Bugün on altı gün oldu, içimizdeki acı hâlâ aynı derinlikte devam ediyor, hâlâ yüreğimiz yangın yeri, yüreğimizde hâlâ fırtınalar kopuyor, hâlâ şakır şakır yağmur misali göz yaşlarımız sel oluyor. Kimimiz hıçkıra hıçkıra ağlıyor kimimiz sessiz. Kimi evladının cansız bedenini bekliyor tükenmiş ümitleriyle kimimiz anne ve babasının. Kimi bedeninin bir parçasıyla yaşıyor ayrılığı kimi can parçam, dediği sevdikleriyle.
Şimdiye kadar edindiğimiz tecrübelere dayanarak biliyoruz ki en büyük acılar bile bir süre sonra daha az acıtır içimizi. Hayatımız boyunca hiç unutamasak da gün gelecek azalacak acılarımız. Yanımızda kalanlarla devam edeceğiz hayata.
Peki, bu yanlışlarımızdan bir şey öğrenebildik mi?
Dersimizi aldık mı? Nerede hata yapmış olduğumuzu biliyor muyuz? Hatalarımızla yanlışlarımızla ihmallerimizle yüzleşmeye hazır mıyız?
Yoksa acımız azaldıkça yine aynı yanlışlara devam mı edeceğiz?
Daha geriye gitmeyeceğim. 1999’daki acı bize yetmemiş olmalı ki birçok hata aynı şekilde devam etmiş. Dersimizi hiç almamış olmalıyız ki bu sefer daha büyük kaybettik sınavı.
Biz dersimize daha büyük bir sınava çalışır gibi çalışmalıyız ki bundan sonra bir daha yanmasın canımız.
Sadece yazmak, konuşmak, tartışmak yetmiyor.
LÜTFEN YAPMAYIN!
Bir daha aynı yoldan geçmek istemiyorsak taktik değiştirmemiz gerekiyor. “Bu yol engebeli.” dediğimiz yoldan nasıl ki bir daha geçmek istemiyorsak, alternatif yollar arıyorsak öyle. Bu şekildeki yapılanmanın da canımızdan can aldığını görüp başka bir sistem bulmamız gerekiyor.

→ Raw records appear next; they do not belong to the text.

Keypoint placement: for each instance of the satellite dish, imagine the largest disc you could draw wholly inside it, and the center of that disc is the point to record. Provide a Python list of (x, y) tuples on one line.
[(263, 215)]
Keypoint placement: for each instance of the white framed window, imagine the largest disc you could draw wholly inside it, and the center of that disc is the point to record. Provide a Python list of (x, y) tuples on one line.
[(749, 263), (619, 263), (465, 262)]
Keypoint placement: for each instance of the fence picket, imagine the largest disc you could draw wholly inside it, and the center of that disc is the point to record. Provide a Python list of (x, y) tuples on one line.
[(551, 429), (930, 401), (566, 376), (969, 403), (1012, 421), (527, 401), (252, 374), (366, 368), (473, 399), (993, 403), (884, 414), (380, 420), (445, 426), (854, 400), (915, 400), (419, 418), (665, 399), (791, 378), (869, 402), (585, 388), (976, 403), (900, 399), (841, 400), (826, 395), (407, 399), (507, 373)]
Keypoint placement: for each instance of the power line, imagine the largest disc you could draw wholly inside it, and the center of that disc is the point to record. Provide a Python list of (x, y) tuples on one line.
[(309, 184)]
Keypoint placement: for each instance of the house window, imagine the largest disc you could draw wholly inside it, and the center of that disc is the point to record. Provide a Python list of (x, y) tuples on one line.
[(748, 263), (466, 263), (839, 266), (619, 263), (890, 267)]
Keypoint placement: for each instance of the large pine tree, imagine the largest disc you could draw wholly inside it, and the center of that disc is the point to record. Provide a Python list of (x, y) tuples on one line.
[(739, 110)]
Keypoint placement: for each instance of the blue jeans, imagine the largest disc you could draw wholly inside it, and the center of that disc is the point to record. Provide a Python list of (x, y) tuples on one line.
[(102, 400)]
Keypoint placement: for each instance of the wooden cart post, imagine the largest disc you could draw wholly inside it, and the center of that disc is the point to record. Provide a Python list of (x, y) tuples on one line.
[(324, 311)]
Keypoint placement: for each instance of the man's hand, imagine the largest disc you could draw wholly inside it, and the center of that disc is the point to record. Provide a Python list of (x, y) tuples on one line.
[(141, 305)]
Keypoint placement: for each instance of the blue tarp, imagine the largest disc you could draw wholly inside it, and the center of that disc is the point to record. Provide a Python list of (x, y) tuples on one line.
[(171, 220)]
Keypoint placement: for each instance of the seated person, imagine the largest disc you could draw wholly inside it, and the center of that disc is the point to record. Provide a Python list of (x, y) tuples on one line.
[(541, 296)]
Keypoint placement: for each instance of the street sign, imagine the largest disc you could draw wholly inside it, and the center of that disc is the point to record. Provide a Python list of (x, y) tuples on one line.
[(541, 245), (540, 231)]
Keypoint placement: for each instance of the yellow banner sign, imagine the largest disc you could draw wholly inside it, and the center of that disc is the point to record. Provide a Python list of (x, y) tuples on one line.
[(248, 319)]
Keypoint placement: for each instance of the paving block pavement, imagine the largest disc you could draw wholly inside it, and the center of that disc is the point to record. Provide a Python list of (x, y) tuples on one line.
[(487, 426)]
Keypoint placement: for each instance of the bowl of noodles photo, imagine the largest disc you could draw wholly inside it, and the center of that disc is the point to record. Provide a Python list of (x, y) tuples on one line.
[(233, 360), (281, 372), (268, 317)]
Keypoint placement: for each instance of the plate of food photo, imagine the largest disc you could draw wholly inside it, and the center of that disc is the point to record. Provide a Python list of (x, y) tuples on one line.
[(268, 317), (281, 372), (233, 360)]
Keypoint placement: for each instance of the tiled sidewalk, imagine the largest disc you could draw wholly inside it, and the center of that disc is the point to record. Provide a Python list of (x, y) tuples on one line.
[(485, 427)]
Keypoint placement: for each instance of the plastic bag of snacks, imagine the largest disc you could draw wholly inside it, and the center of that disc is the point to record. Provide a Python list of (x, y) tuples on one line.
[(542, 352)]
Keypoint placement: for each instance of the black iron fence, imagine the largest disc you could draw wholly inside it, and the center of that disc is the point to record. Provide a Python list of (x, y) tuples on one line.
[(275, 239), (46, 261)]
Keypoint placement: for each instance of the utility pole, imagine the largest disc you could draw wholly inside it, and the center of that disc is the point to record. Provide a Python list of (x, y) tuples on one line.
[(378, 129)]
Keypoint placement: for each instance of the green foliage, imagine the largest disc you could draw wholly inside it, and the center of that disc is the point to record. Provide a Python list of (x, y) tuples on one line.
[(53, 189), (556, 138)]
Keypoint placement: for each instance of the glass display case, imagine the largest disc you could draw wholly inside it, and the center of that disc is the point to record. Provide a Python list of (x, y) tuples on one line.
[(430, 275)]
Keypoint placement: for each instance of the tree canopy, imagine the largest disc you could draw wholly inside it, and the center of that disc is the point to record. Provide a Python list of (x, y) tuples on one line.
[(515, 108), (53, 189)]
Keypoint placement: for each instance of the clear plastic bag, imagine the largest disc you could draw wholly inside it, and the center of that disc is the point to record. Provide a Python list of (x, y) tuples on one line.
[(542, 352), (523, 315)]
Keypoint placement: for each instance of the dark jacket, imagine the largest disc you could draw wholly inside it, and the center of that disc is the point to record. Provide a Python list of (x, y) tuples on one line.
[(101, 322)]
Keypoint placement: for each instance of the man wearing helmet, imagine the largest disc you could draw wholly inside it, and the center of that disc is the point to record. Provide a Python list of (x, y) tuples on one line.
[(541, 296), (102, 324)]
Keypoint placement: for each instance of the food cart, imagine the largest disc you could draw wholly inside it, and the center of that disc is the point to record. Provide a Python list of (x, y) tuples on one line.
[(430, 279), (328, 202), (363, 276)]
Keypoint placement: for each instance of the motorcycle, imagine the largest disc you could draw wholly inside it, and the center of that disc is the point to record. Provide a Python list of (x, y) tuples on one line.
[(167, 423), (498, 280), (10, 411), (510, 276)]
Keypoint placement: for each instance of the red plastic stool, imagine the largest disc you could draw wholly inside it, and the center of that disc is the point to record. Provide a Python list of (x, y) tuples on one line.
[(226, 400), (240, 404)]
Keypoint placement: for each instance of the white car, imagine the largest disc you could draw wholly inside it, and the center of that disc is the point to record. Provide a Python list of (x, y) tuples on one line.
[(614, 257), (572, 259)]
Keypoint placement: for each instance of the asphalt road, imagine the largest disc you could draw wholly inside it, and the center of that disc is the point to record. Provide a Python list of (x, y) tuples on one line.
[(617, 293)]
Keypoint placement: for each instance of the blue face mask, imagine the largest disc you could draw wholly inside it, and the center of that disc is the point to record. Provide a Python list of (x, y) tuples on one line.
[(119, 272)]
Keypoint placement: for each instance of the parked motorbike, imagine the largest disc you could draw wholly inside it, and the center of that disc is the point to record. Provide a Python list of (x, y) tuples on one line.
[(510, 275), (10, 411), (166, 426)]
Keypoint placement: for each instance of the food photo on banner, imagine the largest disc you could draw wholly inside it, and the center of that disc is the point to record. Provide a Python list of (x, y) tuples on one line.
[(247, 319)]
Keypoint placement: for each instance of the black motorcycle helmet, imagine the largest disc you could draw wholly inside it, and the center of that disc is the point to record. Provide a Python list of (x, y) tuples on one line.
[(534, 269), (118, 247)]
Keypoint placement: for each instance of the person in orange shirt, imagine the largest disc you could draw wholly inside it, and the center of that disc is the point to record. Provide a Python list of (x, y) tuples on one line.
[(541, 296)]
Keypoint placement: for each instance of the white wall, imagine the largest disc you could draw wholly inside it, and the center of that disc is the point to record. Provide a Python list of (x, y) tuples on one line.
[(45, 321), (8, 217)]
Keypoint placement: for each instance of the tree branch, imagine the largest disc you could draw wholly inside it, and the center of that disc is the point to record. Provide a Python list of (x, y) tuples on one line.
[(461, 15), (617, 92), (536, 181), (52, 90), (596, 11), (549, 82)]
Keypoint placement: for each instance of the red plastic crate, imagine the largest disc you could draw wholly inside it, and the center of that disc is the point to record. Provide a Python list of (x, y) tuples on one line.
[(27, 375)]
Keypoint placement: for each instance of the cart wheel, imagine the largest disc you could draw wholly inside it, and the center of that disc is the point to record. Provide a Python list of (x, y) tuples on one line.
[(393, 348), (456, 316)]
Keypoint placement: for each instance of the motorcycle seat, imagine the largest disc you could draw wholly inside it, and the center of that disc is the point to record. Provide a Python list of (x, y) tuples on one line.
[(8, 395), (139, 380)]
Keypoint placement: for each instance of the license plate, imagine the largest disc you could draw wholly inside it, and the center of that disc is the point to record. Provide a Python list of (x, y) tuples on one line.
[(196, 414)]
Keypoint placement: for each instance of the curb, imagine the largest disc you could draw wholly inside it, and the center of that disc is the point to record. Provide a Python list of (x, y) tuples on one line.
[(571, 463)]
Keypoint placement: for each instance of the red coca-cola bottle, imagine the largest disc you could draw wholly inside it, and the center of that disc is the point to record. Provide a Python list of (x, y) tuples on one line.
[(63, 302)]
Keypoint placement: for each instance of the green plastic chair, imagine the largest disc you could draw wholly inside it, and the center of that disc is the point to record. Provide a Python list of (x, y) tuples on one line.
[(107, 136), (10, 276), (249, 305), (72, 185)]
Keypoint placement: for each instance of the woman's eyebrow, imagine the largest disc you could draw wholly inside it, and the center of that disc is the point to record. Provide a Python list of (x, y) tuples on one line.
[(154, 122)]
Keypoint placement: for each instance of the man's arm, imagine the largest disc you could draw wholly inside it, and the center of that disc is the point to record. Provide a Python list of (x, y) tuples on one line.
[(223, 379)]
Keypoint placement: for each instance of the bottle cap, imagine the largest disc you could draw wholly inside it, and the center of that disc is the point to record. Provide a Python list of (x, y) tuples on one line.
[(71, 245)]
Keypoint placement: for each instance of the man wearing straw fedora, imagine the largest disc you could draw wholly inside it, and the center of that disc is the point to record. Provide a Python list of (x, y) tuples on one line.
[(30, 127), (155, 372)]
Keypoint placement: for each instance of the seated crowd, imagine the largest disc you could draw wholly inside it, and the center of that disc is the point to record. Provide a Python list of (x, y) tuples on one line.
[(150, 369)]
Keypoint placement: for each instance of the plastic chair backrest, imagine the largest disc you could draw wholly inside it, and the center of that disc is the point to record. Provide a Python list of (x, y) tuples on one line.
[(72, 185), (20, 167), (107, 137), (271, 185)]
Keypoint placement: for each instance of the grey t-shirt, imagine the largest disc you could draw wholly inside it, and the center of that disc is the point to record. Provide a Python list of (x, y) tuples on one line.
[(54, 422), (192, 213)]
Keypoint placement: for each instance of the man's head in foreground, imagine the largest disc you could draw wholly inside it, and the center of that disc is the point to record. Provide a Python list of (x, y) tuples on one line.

Hep aynı şeyleri yaparak farklı bir sonuç almamızın imkânsız olduğunu görme zamanı gelmedi mi?
Yüksek bina yapma modası çıktı ki hele âdeta şehirler, müteahhitler, mühendisler, mimarlar “Kim daha yüksek bina projesi çıkaracak ortaya?” dercesine, yüksek bina yapma yarışına girmişçesine artırıyor kat sayılarını.
Yapmayın, lütfen yapmayın! Yetkiniz varsa böyle yapılanmaya izin vermeyin. Kontrol etmek gibi bir görevin sorumluluğunu üstlenmişseniz es geçmeyin. Yanlışsa yanlış, deyip gerekirse boz ve yap, deyin, paradan olun ama vicdansız olmayın, insanlığınızdan ödün vermeyin. Bakın, bu felaket gelince sizin sevdiklerinize torpil geçmiyor. Siz de kimseye torpil geçmeyin. Ağlatmayın kimseyi, yakmayın artık anaların, babaların canlarını. O küçücük yavruları öksüz bırakmayın. Evinizde değil, alışverişte de yakalayabilir deprem sizi ya da en sevdiklerinizi. Ben evimi sağlam yaparım, gerisinden sadece kâr yapmaya bakarım, demeyin. Kimseyi diri diri gömecek mezarları kazmayın.
Bu sarsıntıların şakası yok. Şu an 6,4 olduğu söylenen yeni bir deprem haberi geldi.
Ya Rabbi, oradaki bütün insanların yardımcısı ol.
Bunun yaşanan son acı olması dileğimle.